For nearly two weeks I have been part of a team of twelve Raleigh Volunteers working every day to help build a Community Learning Centre (CLC) in the small village of Kibinut.
The group before us did an amazing job of digging the foundations of the building and putting up the first posts for the framing, so it has been up to us to build upon their work. Our days have been occupied by a variety of jobs, all of which are completely new to most us – from levelling the ground to painting and cleaning wood for the walls and roof. During our first week here we completed the enormous task of digging a six-foot-deep hole in the corner of the site which will be used to contain a septic tank. The ground was extremely solid with rocks of all shapes and sizes so we all learnt how to swing a pickaxe, which is simultaneously very hard work and a lot fun.
All our work is physical, but every day we come away from it with an enormous sense of satisfaction because each one of us is doing their part to make a real, lasting difference within this community. Every day we achieve something and even in the short time, we have been here a good level of progress is visible to anyone who looks at the building site.
The importance of Education
We are living in the community hall here in Kibinut, in the very centre of the village with house all around us. The locals have welcomed us with open arms. I think of London where I come from, with everybody silent on the tube avoiding eye contact, then I compare it to here where if I walk past a house, the people inside will always wave and say hello regardless of the whether or not we’ve met.
Our small team is made up from people all over the world, all of them were strangers to one another a few weeks ago and we now we have come together in a country that most of us have never been to, and we hope that we are making a valuable and lasting impact within the community of some of the friendliest and most welcoming people I have ever come across.
Every evening the local children come and play games with us and teach us new dances in a variety of different languages. We are constantly learning phrases of Malay, as well as the local Dusun dialect and the children are gaining more English from the time they spend with us. Most of the young children in the village haven’t started school yet. It blows me away to think that the first education that they receive might be in the CLC we are in the process of building.

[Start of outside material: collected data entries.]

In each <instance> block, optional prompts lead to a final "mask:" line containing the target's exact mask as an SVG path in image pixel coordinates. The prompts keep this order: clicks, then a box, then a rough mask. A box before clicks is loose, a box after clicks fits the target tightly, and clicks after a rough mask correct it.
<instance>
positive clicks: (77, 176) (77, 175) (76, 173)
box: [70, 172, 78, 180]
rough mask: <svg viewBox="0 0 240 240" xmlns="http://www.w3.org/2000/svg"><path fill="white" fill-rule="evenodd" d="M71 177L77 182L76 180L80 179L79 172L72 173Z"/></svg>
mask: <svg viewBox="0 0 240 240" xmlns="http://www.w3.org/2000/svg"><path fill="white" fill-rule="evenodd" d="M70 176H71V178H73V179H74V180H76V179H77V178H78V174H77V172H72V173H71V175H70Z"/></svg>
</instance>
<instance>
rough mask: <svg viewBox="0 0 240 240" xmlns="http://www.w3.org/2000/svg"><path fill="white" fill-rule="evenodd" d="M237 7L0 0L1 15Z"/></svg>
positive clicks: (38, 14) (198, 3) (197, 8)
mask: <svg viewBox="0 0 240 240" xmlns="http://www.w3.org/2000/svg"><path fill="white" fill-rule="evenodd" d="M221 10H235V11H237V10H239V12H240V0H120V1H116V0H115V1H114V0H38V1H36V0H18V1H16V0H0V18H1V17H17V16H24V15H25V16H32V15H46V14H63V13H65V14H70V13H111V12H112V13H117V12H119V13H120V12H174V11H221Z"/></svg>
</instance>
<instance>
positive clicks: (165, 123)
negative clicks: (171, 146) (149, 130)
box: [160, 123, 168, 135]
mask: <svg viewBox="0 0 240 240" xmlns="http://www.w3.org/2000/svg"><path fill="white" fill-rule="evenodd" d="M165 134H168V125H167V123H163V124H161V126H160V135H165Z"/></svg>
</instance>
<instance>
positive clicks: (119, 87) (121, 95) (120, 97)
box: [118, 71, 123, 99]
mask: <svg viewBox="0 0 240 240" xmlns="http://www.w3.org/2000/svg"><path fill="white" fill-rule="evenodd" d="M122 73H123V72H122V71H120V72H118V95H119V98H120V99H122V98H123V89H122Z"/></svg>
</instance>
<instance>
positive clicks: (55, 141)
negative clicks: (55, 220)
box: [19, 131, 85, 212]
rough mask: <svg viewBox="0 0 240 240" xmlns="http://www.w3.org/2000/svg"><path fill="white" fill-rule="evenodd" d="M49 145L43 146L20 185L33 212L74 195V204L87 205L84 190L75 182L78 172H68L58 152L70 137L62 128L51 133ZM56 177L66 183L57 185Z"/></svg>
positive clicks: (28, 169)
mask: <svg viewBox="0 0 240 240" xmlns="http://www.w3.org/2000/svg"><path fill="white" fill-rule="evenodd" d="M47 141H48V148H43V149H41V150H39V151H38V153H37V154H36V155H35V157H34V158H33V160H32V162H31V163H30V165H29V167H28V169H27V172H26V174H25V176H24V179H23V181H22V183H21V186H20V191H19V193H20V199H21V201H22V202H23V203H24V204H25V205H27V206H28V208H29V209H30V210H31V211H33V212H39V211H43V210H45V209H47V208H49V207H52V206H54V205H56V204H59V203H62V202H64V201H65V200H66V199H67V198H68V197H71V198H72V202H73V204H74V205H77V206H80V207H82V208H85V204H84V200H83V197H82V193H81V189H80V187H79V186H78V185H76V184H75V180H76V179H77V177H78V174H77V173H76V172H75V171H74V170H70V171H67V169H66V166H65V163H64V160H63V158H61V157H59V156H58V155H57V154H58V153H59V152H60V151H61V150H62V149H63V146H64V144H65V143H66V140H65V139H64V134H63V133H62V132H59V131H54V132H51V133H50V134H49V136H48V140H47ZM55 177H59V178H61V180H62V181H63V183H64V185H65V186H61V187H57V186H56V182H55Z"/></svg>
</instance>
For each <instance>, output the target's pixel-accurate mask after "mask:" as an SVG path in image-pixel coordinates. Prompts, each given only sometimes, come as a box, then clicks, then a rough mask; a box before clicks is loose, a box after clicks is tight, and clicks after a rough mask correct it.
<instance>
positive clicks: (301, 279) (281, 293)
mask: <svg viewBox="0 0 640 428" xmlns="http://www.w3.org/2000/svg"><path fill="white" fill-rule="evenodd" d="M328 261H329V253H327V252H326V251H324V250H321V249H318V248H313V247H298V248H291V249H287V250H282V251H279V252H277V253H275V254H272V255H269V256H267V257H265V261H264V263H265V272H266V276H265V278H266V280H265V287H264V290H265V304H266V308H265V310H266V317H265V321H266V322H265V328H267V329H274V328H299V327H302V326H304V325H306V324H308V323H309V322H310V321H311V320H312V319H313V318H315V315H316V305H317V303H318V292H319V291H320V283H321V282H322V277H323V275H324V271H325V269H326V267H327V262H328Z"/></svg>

When playing with the children last night they started singing ‘London Bridge is falling down’ in Malay, so I asked them if they would like to visit London one day and they said they would. Education changes lives and opens doors and I hope the CLC will give them the opportunity to do this. I hope that the generations of children who will use this CLC in future are given a start in life that allows them to go on and achieve whatever they put their minds to. I also hope that myself and the other volunteers will always remember our work here and use it as inspiration to actively contribute to create lasting change wherever we go and whatever we do for the rest of our lives.